実は,労働紛争を解決するために設置された機関としては,「都道府県労働委員会」という都道府県の機関も存在します。しかし,この労働委員会と労働局の違いはかなり難しい。例えば両方とも個別労使紛争のあっせんを行うことができるのですが,次の表で見る限りでは,あっせん(審判者)の性格が少し違うくらいしかその違いが見出せません。いやもちろん他に労働局しかやっていない機能とか,労働委員会しかやっていない機能とかあるのでしょうけども。別に僕はここで「こんなに同じようなことをしてるじゃないか」と二重行政の批判をしたいわけではありません,念のため。もちろんそういう考え方もあるんでしょうが,上記の規制主体と被規制主体の関係という問題を考えたときには,一概にこの手の二重行政が全て悪いと言えるわけではないんじゃないかと思われます。ただ,僕が読んだケースでは都道府県労働委員会は活用されなかった模様ですが,少なくとも両者の関係が不明なままにほったらかしにしておくような二重行政はちょっといかがなものではないかと思われるわけで,ここの整理が必要なのは事実かな,とは思います。要するに,出先機関の整理統合を言うときに,どういうかたちで二重行政になっているのか,また,規制主体と被規制主体の関係を念頭に置いたときにどのように機能を整理すればよいのか,という視点は必要なのではないかと思ったりします,って話なのですが。
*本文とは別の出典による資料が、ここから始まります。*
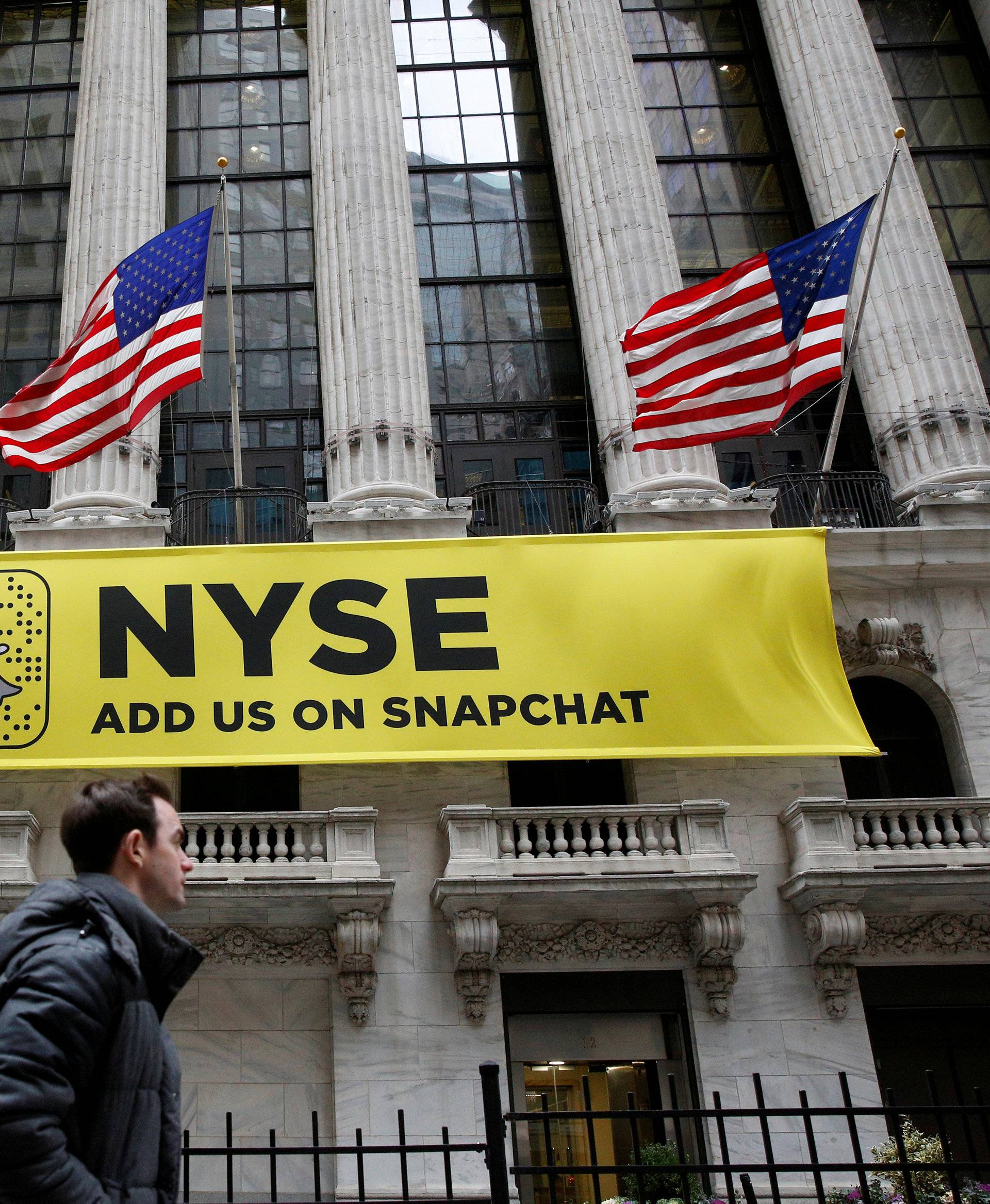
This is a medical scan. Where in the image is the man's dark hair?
[60,773,172,874]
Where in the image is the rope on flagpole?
[815,125,905,476]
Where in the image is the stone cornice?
[864,913,990,957]
[498,920,690,964]
[826,526,990,590]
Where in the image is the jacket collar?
[76,873,202,1017]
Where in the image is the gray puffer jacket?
[0,874,201,1204]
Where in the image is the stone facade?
[0,0,990,1198]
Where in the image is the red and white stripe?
[623,254,848,450]
[0,269,202,472]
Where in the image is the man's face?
[139,798,193,913]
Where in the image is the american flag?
[623,196,876,452]
[0,208,213,472]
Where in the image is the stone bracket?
[690,903,746,1020]
[804,903,866,1020]
[336,910,378,1026]
[451,908,499,1025]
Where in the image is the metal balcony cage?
[170,489,307,547]
[467,481,601,536]
[756,472,910,529]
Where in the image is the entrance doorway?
[508,1013,696,1204]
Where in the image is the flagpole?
[217,155,244,543]
[815,125,907,474]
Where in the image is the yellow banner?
[0,531,876,768]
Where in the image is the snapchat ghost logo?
[0,568,51,746]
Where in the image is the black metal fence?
[170,489,306,547]
[467,481,601,535]
[506,1073,990,1204]
[756,472,905,527]
[182,1062,990,1204]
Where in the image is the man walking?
[0,777,202,1204]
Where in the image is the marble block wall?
[832,579,990,796]
[168,964,334,1200]
[302,762,508,1196]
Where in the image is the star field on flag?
[0,208,213,472]
[623,196,876,452]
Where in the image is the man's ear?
[117,828,148,868]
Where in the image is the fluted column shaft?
[52,0,166,510]
[759,0,990,499]
[532,0,722,492]
[308,0,435,500]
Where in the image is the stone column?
[532,0,726,505]
[308,0,465,539]
[760,0,990,499]
[52,0,166,513]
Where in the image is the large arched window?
[842,677,956,798]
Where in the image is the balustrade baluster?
[275,823,289,865]
[552,819,571,857]
[623,815,643,857]
[605,819,623,857]
[293,823,306,865]
[849,812,869,852]
[920,812,942,849]
[904,812,925,850]
[884,808,907,852]
[186,823,200,862]
[866,812,890,852]
[202,823,217,866]
[534,820,550,861]
[220,823,234,866]
[959,806,983,849]
[254,823,271,865]
[938,806,962,849]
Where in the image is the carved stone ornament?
[866,915,990,953]
[179,912,378,1025]
[499,920,689,962]
[337,912,378,1025]
[836,619,936,673]
[804,903,866,1020]
[179,925,336,966]
[451,908,499,1025]
[689,903,746,1020]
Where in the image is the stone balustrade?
[182,806,382,881]
[440,798,738,878]
[0,812,41,885]
[781,798,990,874]
[779,798,990,1016]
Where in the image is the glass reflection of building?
[392,0,591,493]
[159,0,325,504]
[621,0,872,486]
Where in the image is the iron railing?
[506,1071,990,1204]
[756,472,907,529]
[171,489,307,547]
[467,481,601,535]
[171,1062,990,1204]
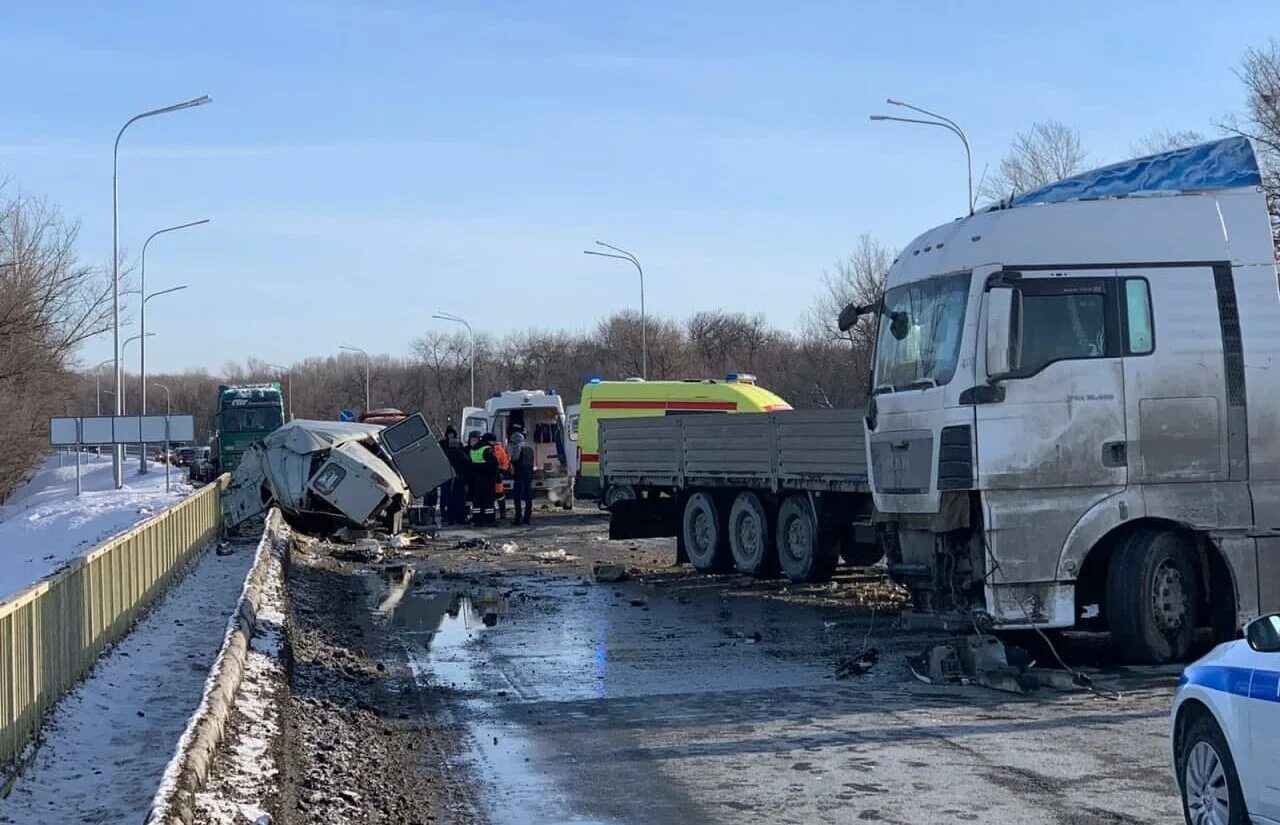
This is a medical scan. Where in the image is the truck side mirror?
[987,287,1020,379]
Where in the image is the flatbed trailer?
[600,409,882,582]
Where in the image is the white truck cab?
[865,138,1280,661]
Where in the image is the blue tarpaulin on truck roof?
[1009,137,1262,206]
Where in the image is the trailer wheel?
[728,491,778,577]
[1106,528,1201,664]
[684,492,730,573]
[777,495,840,582]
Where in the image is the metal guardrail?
[0,475,229,769]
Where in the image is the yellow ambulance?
[572,372,791,508]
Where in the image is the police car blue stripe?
[1179,665,1280,702]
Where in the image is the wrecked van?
[223,413,453,535]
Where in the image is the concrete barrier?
[146,508,287,825]
[0,476,228,775]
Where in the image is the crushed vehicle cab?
[223,413,453,533]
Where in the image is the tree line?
[0,40,1280,501]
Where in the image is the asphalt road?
[378,521,1181,825]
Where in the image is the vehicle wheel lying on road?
[600,485,636,509]
[728,492,778,577]
[684,492,730,573]
[1106,528,1199,664]
[1178,712,1249,825]
[777,495,840,582]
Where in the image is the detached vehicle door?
[378,413,453,499]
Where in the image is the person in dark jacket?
[467,431,502,524]
[440,426,471,524]
[511,432,536,524]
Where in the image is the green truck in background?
[209,384,284,478]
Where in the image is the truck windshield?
[876,272,972,393]
[223,405,283,432]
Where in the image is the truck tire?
[777,495,840,582]
[684,492,730,573]
[728,491,778,577]
[1106,528,1199,664]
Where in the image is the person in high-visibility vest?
[467,431,498,524]
[480,432,511,521]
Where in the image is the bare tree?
[0,188,108,499]
[1129,129,1208,157]
[1217,38,1280,250]
[978,120,1088,201]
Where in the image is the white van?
[458,390,577,509]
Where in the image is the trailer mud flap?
[609,499,680,540]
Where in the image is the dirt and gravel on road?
[194,503,1179,824]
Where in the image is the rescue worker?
[440,425,471,524]
[511,432,536,524]
[467,430,500,524]
[481,432,511,521]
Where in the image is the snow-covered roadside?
[195,532,287,825]
[0,454,192,601]
[0,539,255,825]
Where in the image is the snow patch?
[0,454,192,601]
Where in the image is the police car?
[1171,613,1280,825]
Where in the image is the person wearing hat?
[467,430,502,524]
[440,425,471,524]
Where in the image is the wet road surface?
[379,576,1180,825]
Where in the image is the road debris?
[591,562,627,585]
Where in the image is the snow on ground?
[0,539,256,825]
[195,534,287,825]
[0,454,192,601]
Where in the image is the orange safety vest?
[493,444,511,499]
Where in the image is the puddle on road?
[378,574,860,825]
[376,577,620,825]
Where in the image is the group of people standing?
[438,426,536,526]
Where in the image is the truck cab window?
[1014,286,1108,375]
[876,267,970,393]
[1124,278,1156,356]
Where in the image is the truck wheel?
[600,485,636,509]
[1106,528,1199,664]
[728,491,778,577]
[684,492,730,573]
[777,495,840,582]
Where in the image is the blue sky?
[0,0,1280,372]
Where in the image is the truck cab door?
[961,269,1129,581]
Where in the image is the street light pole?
[338,344,372,412]
[582,240,649,380]
[266,363,293,421]
[431,312,476,407]
[138,217,209,472]
[152,382,173,492]
[115,333,155,414]
[131,280,187,472]
[93,358,115,416]
[872,97,973,215]
[111,95,214,490]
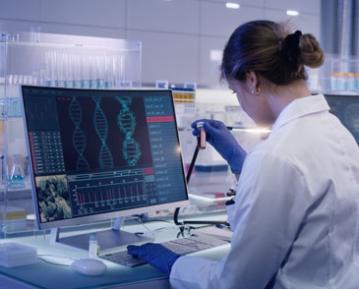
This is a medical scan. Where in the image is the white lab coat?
[170,95,359,289]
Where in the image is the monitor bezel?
[21,85,190,230]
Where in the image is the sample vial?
[9,154,25,188]
[197,122,206,149]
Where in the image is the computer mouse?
[71,258,107,276]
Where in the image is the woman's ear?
[246,71,259,94]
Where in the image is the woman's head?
[221,20,324,124]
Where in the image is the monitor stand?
[50,218,152,253]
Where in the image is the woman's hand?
[191,119,247,174]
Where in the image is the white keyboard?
[100,233,230,267]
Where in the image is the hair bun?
[281,30,302,71]
[300,34,324,68]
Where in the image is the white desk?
[0,222,229,289]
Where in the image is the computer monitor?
[22,86,188,246]
[324,94,359,144]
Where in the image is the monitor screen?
[324,94,359,144]
[22,86,188,228]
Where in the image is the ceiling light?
[226,2,240,9]
[287,10,299,16]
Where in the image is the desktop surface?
[0,222,229,289]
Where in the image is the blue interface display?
[23,86,187,223]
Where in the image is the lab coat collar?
[272,94,330,130]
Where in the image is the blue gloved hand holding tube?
[191,119,247,174]
[127,243,180,275]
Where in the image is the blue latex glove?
[192,119,247,174]
[127,243,180,275]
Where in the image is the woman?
[129,21,359,289]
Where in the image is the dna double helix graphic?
[116,97,141,166]
[92,96,114,169]
[68,97,89,170]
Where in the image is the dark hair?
[221,20,324,85]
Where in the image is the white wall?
[0,0,320,86]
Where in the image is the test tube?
[197,121,206,149]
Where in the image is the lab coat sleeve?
[170,153,308,289]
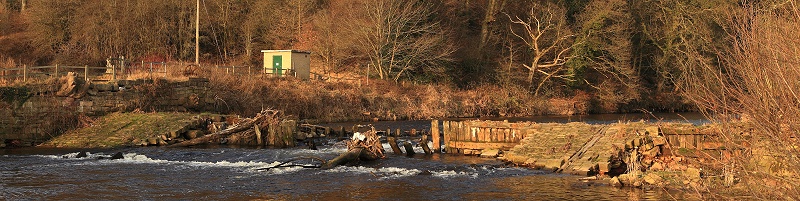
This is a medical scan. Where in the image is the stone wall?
[0,76,217,147]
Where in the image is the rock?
[683,167,700,182]
[608,177,624,187]
[523,158,536,166]
[653,136,667,146]
[75,151,89,158]
[644,126,660,137]
[633,179,643,188]
[617,174,636,186]
[597,162,611,174]
[183,130,204,140]
[481,149,500,158]
[642,147,661,157]
[650,162,664,171]
[110,152,125,160]
[156,138,168,146]
[644,173,664,185]
[147,137,159,145]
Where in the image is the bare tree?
[507,4,574,95]
[346,0,455,81]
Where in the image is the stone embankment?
[443,121,741,189]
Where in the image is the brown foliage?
[681,1,800,199]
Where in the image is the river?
[0,113,704,200]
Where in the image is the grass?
[42,113,198,148]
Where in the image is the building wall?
[264,51,292,74]
[292,52,311,80]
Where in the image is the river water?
[0,113,704,200]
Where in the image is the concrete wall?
[261,50,311,80]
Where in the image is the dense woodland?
[0,0,744,111]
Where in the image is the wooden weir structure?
[434,121,537,155]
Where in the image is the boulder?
[653,136,667,146]
[608,177,623,187]
[650,162,664,171]
[597,162,611,173]
[110,152,125,160]
[147,137,159,146]
[644,173,664,185]
[481,149,500,158]
[75,151,89,158]
[183,130,204,140]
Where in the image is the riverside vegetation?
[0,0,800,200]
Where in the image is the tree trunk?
[386,137,403,155]
[322,148,364,169]
[169,112,270,147]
労働委員会あっせん 労働局あっせん 地方裁判所労働審判
申請(申立)者 労働者、事業主、労使双方 労働者、事業主、労使双方 労働者、使用者
代理人の選任 代理人の選任可能。ただし、あっせん員の許可必要。 代理人の選任可能。ただし、あっせん員の許可必要。 代理人の選任可能。
あっせん(審判)者 公労使を代表する者 学識経験者 労働審判官(裁判官)と労働審判員(労使の経験者)
手数料その他の費用 無料 無料 申立費用が必要
手続公開 非公開 非公開 非公開
労働審判委員会は相当と認める者の傍聴を許すことができる。
手続参加への強制 ない ない 不出頭に対して過料の制裁
あっせん(審判)の効果 あっせん案の内容で当事者の合意が成立した場合、民法上の和解契約となる。 あっせん案の内容で当事者の合意が成立した場合、民法上の和解契約となる。 異議のない労働審判は裁判上の和解と同一の効力を有する。審判に異議がある場合、訴訟へ。

北海道労働委員会 個別労使紛争のあっせんより,一部改変してます。